Di edisi kali ini, saya telah mengumpulkan beberapa ide usaha dari startup yang menarik untuk kamu simak. Mulai dari startup yang memungkinkan penggunanya membuat game VR sendiri, hingga startup yang membantu petani memperkirakan cuaca. Langsung saja kita simak ulasannya berikut ini!


Pantheon

Ide: Membuat game VR sendiri dengan mudah

Ide Startup Minggu Ini | Pantheon

Membuat sebuah video game memang bukan perkara mudah, apalagi membuatnya dalam dimensi VR (Virtual Reality). Pembuat game akan menghabiskan berjam-jam untuk merancang dunia serta objek yang ada di dalamnya sebelum menguji game yang ia buat tersebut. Selain itu, pembuat game juga harus mengetahui jenis mekanisme game seperti apa yang benar-benar menarik dan cocok untuk dimainkan di VR.

Melihat permasalahan ini, Pantheon berusaha untuk mempermudah proses panjang pembuatan game VR dengan merancang sebuah tool pembuat game VR. Tool ini akan memungkinkan kamu untuk membuat sebuah objek dengan mudah serta memberikannya tekstur agar dapat digunakan di dalam dunia VR.

Para kreator dapat memublikasikan game VR mereka di platform Pantheon, yang diharapkan dapat menjadi pusat game VR kasual terbaik di dunia. Hingga sekarang, telah ada sepuluh game yang dibuat dengan Pantheon, dan akan terus berkembang.


Neema

Ide: Menjangkau kalangan unbanked (tidak terjangkau oleh bank)

Ide Startup Minggu Ini | Neema

Neema memungkinkan semua orang untuk mencairkan uang dari lembar cek menggunakan smartphone mereka, mengirimkan uang kepada keluarga yang berbeda negara, dan memungkinkan kalangan unbanked untuk memiliki kartu debet sendiri. Startup ini menghadirkan kemudahan bagi para kalangan unbanked untuk bergabung dengan masyarakat perbankan dunia sekaligus menghindari biaya yang akan dikeluarkan ketika mereka ingin mencairkan cek yang mereka punya, melakukan transfer via Western Union, dan aktivitas perbankan lainnya.

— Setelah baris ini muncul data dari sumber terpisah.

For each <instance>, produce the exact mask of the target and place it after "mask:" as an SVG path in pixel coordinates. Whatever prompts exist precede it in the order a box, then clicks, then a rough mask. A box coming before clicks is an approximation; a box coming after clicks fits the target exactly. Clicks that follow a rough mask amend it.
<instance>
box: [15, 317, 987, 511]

Baca Juga  Bedah Kerja Sama Developer Indie dan Penerbit Game di Tech in Asia Gametalk #3!

Neema akan bermitra dengan bank, layanan pengiriman uang, dan penyedia kartu debit untuk menyajikan layanan perbankan yang aman dan nyaman. Hingga sekarang, Neema telah berhasil menghasilkan pendapatan hingga US$30 ribu (sekitar Rp400 juta) dari seribu penggunanya di Israel, dan berencana untuk meluncurkan layanan mereka di Amerika Serikat untuk menghancurkan dominasi para perusahaan penyedia layanan finansial yang terus menggerus uang mereka yang membutuhkan.


Intugine Technologies

Ide: Cincin pengendali perangkat pintar

Pernahkah terbayang bahwa kamu memiliki sebuah cincin yang berkekuatan luar biasa? Bukan, kita tidak sedang membicarakan cincin buatan Sauron yang akan membantumu menguasai Middle-earth. Kita sedang membicarakan tentang sebuah cincin yang akan mampu untuk mengendalikan seluruh perangkat pintar di rumahmu.

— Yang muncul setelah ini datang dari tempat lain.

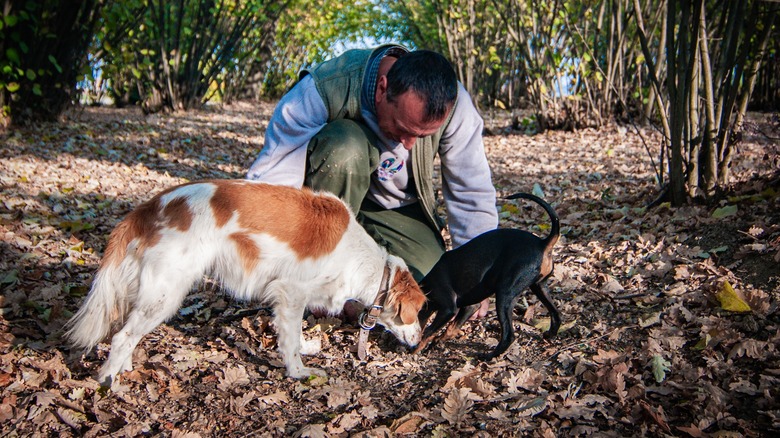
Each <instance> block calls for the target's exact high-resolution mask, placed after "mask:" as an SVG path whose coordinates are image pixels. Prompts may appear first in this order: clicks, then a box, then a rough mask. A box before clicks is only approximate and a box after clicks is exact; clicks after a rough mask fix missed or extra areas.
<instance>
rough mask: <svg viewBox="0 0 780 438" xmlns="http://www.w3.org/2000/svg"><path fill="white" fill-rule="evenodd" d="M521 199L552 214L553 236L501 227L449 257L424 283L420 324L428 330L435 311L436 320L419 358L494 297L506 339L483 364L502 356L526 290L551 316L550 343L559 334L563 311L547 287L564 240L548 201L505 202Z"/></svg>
mask: <svg viewBox="0 0 780 438" xmlns="http://www.w3.org/2000/svg"><path fill="white" fill-rule="evenodd" d="M518 198H523V199H529V200H531V201H534V202H536V203H537V204H539V205H541V206H542V207H543V208H544V209H545V210H546V211H547V214H548V215H549V216H550V220H551V222H552V225H551V227H550V234H549V235H548V236H547V237H546V238H545V239H540V238H539V237H537V236H535V235H533V234H532V233H529V232H527V231H523V230H515V229H509V228H499V229H496V230H492V231H488V232H486V233H484V234H481V235H479V236H477V237H475V238H474V239H472V240H470V241H469V242H467V243H466V244H464V245H462V246H460V247H459V248H456V249H454V250H452V251H447V252H446V253H444V255H442V257H441V259H439V261H438V262H437V263H436V265H434V267H433V269H432V270H431V271H430V272H429V273H428V275H426V276H425V278H424V279H423V280H422V282H421V283H420V286H421V287H422V289H423V292H425V295H426V296H427V297H428V301H427V302H426V304H425V305H424V306H423V308H422V309H421V310H420V314H419V320H420V325H422V326H424V324H425V323H426V322H427V321H428V318H430V316H431V315H432V314H433V313H434V312H436V317H435V318H434V319H433V322H432V323H431V325H430V326H428V327H427V328H426V329H425V331H424V332H423V337H422V341H421V342H420V343H419V344H418V346H417V348H416V349H415V353H417V352H420V351H422V350H423V349H424V348H425V347H426V345H428V344H429V343H430V342H431V341H433V340H434V335H436V333H437V332H438V331H439V330H440V329H441V328H442V327H444V325H445V324H447V322H448V321H450V320H452V323H451V324H450V325H449V327H447V330H446V332H445V333H444V334H443V335H442V336H441V337H439V340H440V341H441V340H444V339H449V338H451V337H453V336H455V335H456V334H457V333H458V332H459V330H460V327H461V326H462V325H463V323H465V322H466V321H467V320H468V319H469V317H471V315H472V314H473V313H474V312H475V311H476V310H477V308H478V307H479V303H480V302H481V301H482V300H484V299H486V298H488V297H489V296H491V295H493V294H495V295H496V313H497V314H498V320H499V322H500V324H501V340H500V341H499V343H498V345H497V346H496V348H495V349H494V350H493V351H492V352H491V353H489V354H486V355H482V359H484V360H490V359H492V358H494V357H496V356H498V355H500V354H501V353H503V352H504V351H506V349H507V348H509V346H510V345H511V344H512V341H514V333H513V332H514V331H513V328H512V309H513V308H514V305H515V303H517V300H518V298H519V297H520V294H521V293H522V292H523V291H524V290H525V289H526V288H530V289H531V291H532V292H533V293H534V294H535V295H536V297H537V298H538V299H539V301H541V302H542V304H544V306H545V307H546V308H547V311H548V312H549V313H550V330H549V331H548V332H547V333H546V334H545V338H551V337H554V336H555V335H557V333H558V329H559V328H560V325H561V316H560V312H558V309H557V308H556V307H555V304H553V302H552V300H551V299H550V296H549V295H548V294H547V291H546V290H545V289H544V287H543V284H542V283H543V281H544V280H545V279H547V277H549V276H550V274H552V271H553V258H552V249H553V246H554V245H555V243H556V242H557V241H558V238H559V237H560V224H559V220H558V215H557V214H556V213H555V210H553V208H552V207H551V206H550V205H549V204H548V203H546V202H545V201H544V200H542V199H540V198H539V197H537V196H534V195H531V194H528V193H516V194H514V195H510V196H508V197H506V198H505V199H518ZM456 313H457V314H456Z"/></svg>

Tidak hanya itu, Cincin hasil rancangan oleh lima orang pemuda berusia 23 tahun dari India. Perangkat yang didesain oleh Intugine Technologies ini akan memungkinkan kamu untuk mengendalikan smartphone, PC, dan perangkat pintar lainnya.

Memperkenalkan, Nimble. Cincin ini di desain untuk memiliki diameter yang fleksibel, jadi semua orang dapat menggunakannya. Nimble memiliki sebuah tombol kecil di atasnya yang akan menghubungkan cincin ini dengan aplikasinya ketika tengah kamu aktifkan.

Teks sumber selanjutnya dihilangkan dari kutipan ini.